When thinking of starting a garden many things come to mind:
- what plants will we grow
- when can we plant our plants
- protecting the garden from domestic and wild animals
I would like to suggest to you, that the most important of all considerations should be SOIL. According to a Korean farmers’ proberb, “If you have 10 dollars to spend on your farm, spend 9 of them on your soil.”
What is soil. Soil is a thin layer of material on the Earth’s surface in which plants have their roots. From this definition we can see: if our soil is poor, then the roots of our plants will be poor, and so in turn our plants will be poor. In this case, the only chance our plants would have, is for us to continually dump fertilizer on them. I, like most of you, have expelled chemicals, yes fertilizer is a chemical, from my garden.

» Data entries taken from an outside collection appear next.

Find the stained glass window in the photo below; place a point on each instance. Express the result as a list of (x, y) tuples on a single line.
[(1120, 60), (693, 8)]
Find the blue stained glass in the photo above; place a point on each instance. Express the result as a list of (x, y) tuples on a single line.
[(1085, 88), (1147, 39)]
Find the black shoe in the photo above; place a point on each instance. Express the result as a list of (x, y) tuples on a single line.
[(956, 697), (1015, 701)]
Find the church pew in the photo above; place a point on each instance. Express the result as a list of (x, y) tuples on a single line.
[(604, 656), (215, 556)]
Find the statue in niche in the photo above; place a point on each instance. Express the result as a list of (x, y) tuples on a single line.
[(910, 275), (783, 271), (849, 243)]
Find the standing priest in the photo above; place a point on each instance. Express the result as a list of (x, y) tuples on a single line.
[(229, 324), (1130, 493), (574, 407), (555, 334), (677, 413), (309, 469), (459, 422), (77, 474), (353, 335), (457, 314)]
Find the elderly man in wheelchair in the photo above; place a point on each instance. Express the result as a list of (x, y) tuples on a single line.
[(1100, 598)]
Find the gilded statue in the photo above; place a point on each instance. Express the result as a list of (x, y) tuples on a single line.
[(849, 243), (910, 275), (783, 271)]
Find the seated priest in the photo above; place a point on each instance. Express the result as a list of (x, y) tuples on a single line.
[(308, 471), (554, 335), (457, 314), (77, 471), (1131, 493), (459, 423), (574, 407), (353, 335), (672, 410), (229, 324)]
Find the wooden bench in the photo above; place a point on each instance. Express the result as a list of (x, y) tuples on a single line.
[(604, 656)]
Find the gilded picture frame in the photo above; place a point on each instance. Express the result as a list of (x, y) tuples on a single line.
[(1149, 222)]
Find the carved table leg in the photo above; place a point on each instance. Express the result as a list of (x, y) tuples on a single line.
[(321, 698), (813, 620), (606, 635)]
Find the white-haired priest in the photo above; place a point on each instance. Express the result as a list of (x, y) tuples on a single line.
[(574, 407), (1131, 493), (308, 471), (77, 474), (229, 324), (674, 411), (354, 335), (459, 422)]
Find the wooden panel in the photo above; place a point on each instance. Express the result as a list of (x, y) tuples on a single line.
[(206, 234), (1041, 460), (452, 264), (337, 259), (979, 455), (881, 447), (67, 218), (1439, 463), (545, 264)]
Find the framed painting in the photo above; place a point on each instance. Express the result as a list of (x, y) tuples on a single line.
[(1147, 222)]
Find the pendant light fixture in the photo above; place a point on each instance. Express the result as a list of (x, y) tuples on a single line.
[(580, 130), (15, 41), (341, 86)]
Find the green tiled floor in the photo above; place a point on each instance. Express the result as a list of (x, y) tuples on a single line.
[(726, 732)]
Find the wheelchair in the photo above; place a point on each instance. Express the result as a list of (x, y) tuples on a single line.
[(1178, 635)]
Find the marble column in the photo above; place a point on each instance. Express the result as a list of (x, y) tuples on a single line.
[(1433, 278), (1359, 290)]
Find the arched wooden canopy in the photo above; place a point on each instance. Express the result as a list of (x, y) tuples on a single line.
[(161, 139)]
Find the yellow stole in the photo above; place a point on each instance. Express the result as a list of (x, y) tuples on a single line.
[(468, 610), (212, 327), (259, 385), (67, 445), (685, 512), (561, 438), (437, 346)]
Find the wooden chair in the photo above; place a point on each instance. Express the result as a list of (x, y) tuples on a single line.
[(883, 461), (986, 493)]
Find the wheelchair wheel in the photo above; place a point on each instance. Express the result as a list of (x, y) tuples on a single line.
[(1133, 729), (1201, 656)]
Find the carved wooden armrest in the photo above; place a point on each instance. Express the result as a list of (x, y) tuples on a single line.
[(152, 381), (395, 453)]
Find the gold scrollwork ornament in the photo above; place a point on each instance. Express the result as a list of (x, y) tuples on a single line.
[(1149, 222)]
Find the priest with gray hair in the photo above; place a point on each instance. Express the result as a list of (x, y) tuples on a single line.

In order to help understand how to improve our soil, we must know a little about it.
What does soil do?
- It serves to anchor roots.
- It supplies water to the plant.
- It provides air for the plant roots.
- It furnishes the minerals for plant nutrition.
What is soil made up of?
- mineral components (sand, silt, or clay)
- organic matter
- soil organisms
As gardeners our goal is to increase the amount of organics in the soil. This can be done by adding leaves, grass clippings, or compost. Compost should be well decomposed.
Why are we so concerned with increasing organics? What do they do?
- Provide a major source of three nutrients: nitrogen, phosphorus, and sulfur.
- Increase water holding capacity.
- Increase soil air.
- Regulate nutrient releases.
- Assure that soils are neither too wet nor too dry and is a buffer against extremes in toxic conditions.
- Provide an energy source for soil microorganisms (plants and animals).
Bottom line, the more organics in our soil, the healthier our plants.